Whilst attempting to prove that $$\lim_{x\to8} \sqrt[3]{(3x+3)} = 3 $$ I came up with the following as my proof: $$\lim_{x\to8} \sqrt[3]{(3x+3)} = 3 ⇔ (∀ε>0)(∃δ>0)(∀x)|x-8|<δ⇒|\sqrt[3]{(3x+3)}-\sqrt[3]{(27)}|≤ε⇒$$ $$|\sqrt[3]{(3x-24)}|≤ε⇒|\sqrt[3]{(3(x-8))}|≤ε∴|\sqrt[3]{(3δ)}|≤ε□$$ But that's when I realized that even though $$If δ=9, \;then \;ε≥3∵(f(x_{0}-δ)≤y_{0}-ε)$$ that $$If δ=9, \;then \;ε≥3※∵¬(f(x_{0}+δ)≤y_{0}+ε)$$ and thus my proof falls apart. Where did I make a mistake? (or maybe I am misunderstanding, and my proof is correct?)
Thank you in advance!
Note: I am not 100% certain that I used all of these mathematical symbols correctly...
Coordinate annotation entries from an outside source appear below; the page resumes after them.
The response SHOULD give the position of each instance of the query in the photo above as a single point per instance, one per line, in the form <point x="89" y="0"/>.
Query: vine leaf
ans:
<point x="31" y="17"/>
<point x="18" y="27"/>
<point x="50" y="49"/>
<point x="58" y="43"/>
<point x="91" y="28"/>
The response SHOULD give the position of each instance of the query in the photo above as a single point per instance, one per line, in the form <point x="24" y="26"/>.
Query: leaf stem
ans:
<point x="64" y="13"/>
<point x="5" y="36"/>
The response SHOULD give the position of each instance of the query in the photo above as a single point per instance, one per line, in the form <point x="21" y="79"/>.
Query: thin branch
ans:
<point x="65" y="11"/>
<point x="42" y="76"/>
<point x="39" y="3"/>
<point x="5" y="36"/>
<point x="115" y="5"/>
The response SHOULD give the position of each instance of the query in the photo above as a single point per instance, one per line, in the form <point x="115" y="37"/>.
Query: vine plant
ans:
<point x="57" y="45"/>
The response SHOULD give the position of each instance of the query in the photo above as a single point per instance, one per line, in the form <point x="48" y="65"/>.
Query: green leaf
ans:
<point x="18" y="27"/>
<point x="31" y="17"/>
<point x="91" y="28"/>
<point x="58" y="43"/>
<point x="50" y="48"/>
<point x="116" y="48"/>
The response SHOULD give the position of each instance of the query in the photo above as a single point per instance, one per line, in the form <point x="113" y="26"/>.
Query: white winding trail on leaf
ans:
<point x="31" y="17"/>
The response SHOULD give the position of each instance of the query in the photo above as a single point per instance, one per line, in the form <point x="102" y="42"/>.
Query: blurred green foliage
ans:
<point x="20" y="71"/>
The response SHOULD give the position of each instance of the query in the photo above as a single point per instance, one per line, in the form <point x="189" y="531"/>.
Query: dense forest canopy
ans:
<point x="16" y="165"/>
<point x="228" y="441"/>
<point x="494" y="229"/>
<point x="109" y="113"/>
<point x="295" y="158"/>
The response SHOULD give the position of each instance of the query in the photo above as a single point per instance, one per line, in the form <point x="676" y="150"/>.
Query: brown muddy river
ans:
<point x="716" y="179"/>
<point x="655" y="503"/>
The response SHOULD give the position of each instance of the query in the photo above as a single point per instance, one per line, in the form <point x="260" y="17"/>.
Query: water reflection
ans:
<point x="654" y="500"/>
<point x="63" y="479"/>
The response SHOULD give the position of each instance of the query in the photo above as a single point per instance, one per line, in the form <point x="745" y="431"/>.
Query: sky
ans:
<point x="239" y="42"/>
EDIT: Thanks to the comments that the wonderful people of math.stackexchange.com have provided below, I have concluded that $$|\sqrt[3]{a}-\sqrt[3]{b}| ≠ |\sqrt[3]{(a-b)}|$$ Even so, the expression could be true, but they are not always equal. Therefore, I must re-evaluate this problem, and I will update this question if I find another (correct) solution.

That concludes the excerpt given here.